Question

If $\alpha ,\beta$ are the roots of $x^2+pa+q=0$ and $\gamma ,\delta$ are the roots of $x^2+rx+s=o$; evaluate $(\alpha -\gamma )(\alpha -\delta )(\beta -\gamma )(\beta -\delta )$ in terms of p,q,r and s. Deduce the condition that the equations have a common root.

Answer 1

$\alpha +\beta =-p,\alpha \beta =q,\gamma +\delta =-r,\gamma \delta =s$

$(\alpha -\gamma )(\alpha -\delta )(\beta -\gamma )(\beta -\delta )$

$[{\alpha }^2-\alpha (\gamma +\delta )=\gamma \delta ][{\beta }^2-\beta (\gamma +\delta )+\gamma \delta ]$

$({\alpha }^2+r\alpha +s)({\beta }^2+r\beta +s)$..........(1)

Since $\alpha$ is a root of $x^2+px+q=0$

$\therefore$ ${\alpha }^2+p\alpha +q=0$

or ${\alpha }^2=-p\alpha -q$ and similarly ${\beta }^2=-p\beta -q$.

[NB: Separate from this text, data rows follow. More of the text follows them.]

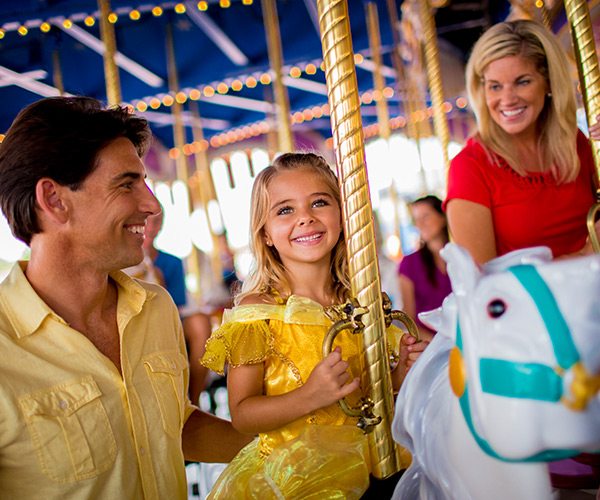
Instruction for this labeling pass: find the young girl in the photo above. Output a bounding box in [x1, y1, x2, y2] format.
[202, 153, 424, 499]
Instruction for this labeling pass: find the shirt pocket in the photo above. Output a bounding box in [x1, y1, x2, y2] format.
[144, 351, 187, 439]
[19, 376, 117, 483]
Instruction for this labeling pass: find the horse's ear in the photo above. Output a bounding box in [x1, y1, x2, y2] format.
[482, 247, 552, 274]
[440, 243, 481, 297]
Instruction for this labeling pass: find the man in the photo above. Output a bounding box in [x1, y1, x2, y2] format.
[124, 211, 212, 404]
[0, 97, 248, 499]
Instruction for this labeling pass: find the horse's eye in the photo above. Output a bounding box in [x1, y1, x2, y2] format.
[488, 299, 506, 318]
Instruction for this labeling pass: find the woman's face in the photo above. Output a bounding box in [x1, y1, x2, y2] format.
[411, 203, 446, 243]
[483, 56, 548, 139]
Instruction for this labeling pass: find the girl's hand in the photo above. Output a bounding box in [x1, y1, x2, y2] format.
[398, 334, 429, 372]
[302, 347, 360, 410]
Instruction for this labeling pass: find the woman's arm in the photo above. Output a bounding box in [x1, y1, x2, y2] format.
[227, 348, 359, 434]
[446, 198, 497, 264]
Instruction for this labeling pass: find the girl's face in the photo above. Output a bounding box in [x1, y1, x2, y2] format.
[483, 56, 548, 138]
[264, 167, 342, 267]
[411, 203, 446, 243]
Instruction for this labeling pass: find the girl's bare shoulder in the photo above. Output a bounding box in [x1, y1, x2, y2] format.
[238, 293, 277, 306]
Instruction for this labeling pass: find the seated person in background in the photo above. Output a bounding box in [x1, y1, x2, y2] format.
[125, 212, 212, 405]
[398, 195, 452, 340]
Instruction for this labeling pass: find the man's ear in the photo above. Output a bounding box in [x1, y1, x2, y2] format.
[35, 177, 68, 223]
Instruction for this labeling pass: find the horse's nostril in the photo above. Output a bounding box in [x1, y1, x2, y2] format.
[487, 299, 506, 318]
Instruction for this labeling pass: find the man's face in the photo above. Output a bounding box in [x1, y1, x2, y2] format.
[66, 138, 160, 272]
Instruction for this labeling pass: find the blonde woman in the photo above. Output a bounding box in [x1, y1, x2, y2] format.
[444, 20, 599, 263]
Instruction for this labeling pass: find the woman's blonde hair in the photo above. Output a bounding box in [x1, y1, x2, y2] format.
[466, 20, 579, 182]
[235, 152, 350, 304]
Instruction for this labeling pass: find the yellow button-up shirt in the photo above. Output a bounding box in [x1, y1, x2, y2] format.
[0, 263, 194, 500]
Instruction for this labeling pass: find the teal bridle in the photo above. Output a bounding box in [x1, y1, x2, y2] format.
[456, 265, 598, 462]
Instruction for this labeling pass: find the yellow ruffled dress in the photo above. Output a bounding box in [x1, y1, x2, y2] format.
[201, 295, 410, 500]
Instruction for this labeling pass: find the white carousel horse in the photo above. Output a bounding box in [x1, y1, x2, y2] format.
[393, 243, 600, 500]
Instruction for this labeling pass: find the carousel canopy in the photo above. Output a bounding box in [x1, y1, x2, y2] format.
[0, 0, 564, 152]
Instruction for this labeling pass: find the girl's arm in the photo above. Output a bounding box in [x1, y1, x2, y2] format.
[446, 198, 497, 264]
[227, 348, 359, 434]
[392, 333, 433, 392]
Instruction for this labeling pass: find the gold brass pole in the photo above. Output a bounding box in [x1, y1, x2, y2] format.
[190, 101, 223, 283]
[261, 0, 294, 152]
[366, 2, 402, 253]
[165, 23, 202, 298]
[317, 0, 399, 478]
[419, 0, 450, 172]
[565, 0, 600, 253]
[98, 0, 121, 106]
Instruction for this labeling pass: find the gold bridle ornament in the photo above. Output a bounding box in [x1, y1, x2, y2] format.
[565, 0, 600, 253]
[317, 0, 420, 478]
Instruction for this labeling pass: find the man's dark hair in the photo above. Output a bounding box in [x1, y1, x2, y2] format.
[0, 97, 151, 245]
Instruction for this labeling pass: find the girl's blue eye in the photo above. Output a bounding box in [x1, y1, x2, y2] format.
[277, 207, 292, 215]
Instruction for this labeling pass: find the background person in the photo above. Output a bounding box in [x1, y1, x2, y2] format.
[0, 97, 248, 499]
[398, 195, 452, 340]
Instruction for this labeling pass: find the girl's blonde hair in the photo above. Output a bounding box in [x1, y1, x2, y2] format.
[235, 152, 350, 304]
[466, 20, 579, 182]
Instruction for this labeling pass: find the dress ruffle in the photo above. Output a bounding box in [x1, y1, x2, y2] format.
[208, 425, 369, 500]
[200, 320, 273, 375]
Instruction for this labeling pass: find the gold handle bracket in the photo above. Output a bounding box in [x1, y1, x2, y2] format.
[323, 298, 381, 434]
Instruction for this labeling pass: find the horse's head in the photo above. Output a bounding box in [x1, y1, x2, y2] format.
[436, 243, 600, 460]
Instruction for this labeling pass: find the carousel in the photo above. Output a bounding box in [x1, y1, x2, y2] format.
[0, 0, 600, 499]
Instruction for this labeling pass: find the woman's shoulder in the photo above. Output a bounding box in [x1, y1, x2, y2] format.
[450, 137, 489, 167]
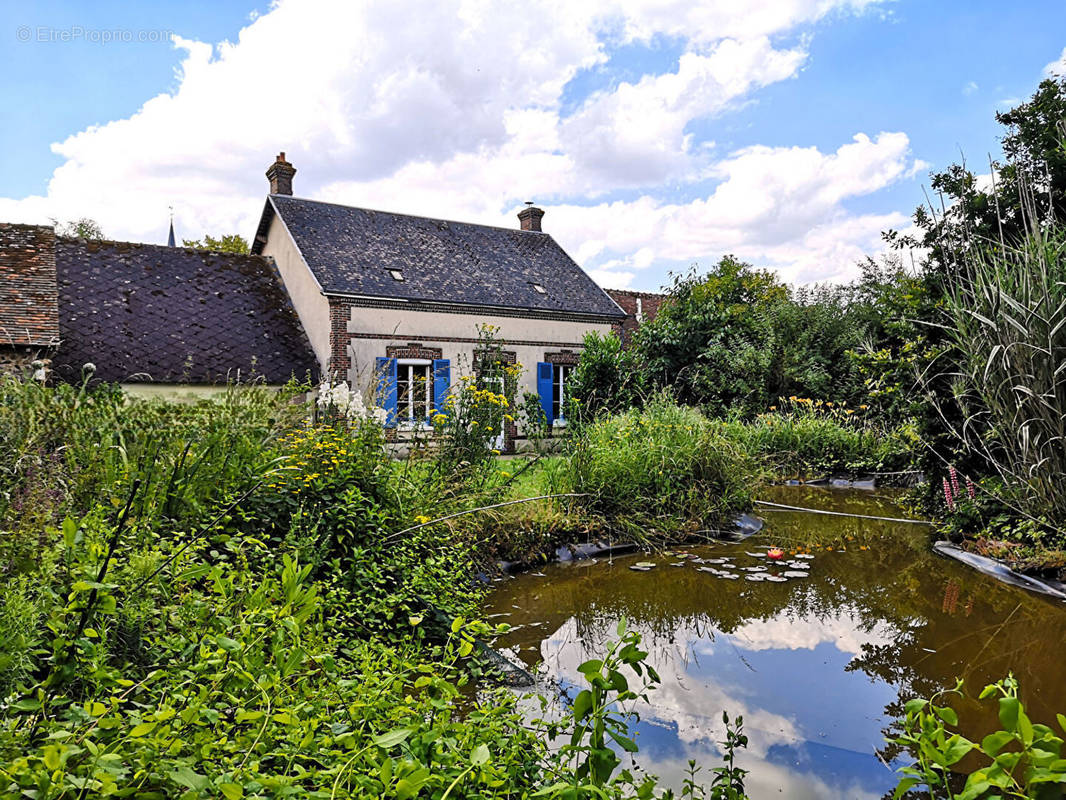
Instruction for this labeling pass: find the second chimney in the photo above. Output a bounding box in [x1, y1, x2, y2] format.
[267, 150, 296, 195]
[518, 203, 544, 233]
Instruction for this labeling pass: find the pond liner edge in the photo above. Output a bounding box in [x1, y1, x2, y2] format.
[496, 512, 765, 575]
[933, 541, 1066, 601]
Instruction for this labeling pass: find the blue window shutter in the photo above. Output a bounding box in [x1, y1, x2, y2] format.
[433, 358, 452, 414]
[377, 357, 397, 428]
[536, 362, 555, 425]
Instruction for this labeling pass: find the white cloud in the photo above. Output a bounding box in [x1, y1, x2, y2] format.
[1044, 47, 1066, 78]
[0, 0, 919, 286]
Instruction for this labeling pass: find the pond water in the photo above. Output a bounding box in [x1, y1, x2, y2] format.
[486, 486, 1066, 800]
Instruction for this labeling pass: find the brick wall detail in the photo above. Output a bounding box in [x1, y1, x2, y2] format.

Hence from (1) we have to evaluate the value of

$(-p\alpha -q+r\alpha +s)(-p\beta -q+r\beta +s)$

$=\left[\right(r-p)\alpha -(q-s\left)\right]\left[\right(r-p)\beta -(q-s\left)\right]$

$={(r-p)}^2\alpha \beta -(r-p)(q-s)(\alpha +\beta )+{(q-s)}^2$

$={(r-p)}^{2}q-(r-p)(q-s)(-p)+{(q-s)}^2$

$=(r-p)[(qr-pq)+(pq-ps)]+{(q-s)}^2$

$={(q-s)}^2-(p-r)(qr-ps)$.........(2)

In case the equations have a common root then

$\alpha =\gamma$ or $\alpha =\delta$ and in either case

$\alpha -\gamma =0$ or $\alpha -\delta =0$

and hence the given expression is zero

Therefore from (2) the required condition is

${(q-s)}^2=(p-r)(qr-ps)$.